DMB&B, which has created the annual Christmas campaign for the past
seven years, has moved on from the scare tactics of the last two years.
The disfigured young girl (1996) and the brain-damaged ’Dave’ (1995)
have been replaced by ordinary people with whom viewers can
identify.
Barry Cook, the managing director of DMB&B, said: ’Drink driving is now
almost universally condemned, but for many people this means ’drunk’
driving.
The new ad squares up directly to this, using recognisable excuses to
get across the fact that it’s not just ’drunk’ drivers who kill people,
but many supposedly responsible people who gamble with the limit.’
The commercial shows a series of people in drinking situations making
apparently plausible excuses for drinking and driving.

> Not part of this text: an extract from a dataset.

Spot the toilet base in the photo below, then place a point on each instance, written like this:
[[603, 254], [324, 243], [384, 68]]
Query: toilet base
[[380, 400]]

As the ad finishes, the word ’responsible’ comes up on screen. After a
pause, it continues ’for killing, crippling and maiming thousands in
drink-drive accidents.’ A new endline then appears: ’Have none for the
road.’
One man says he doesn’t need a breathalyser because his girlfriend just
takes his car keys if he has drunk too much. Another says because he has
to drive a lot for work, he drinks up to the limit but never over, while
a third man admits drinking more than most, but doesn’t ’overdo’ it
because ’you don’t know how much other people have had’.
Cook explained: ’It’s about guilt rather than shock. Realising it’s your
own behaviour you have to think about, not someone else’s.’
The ad was written by Steve Wakelam and Johnny Pittard, and directed by
Joe Public through Partizan Midi Minuit.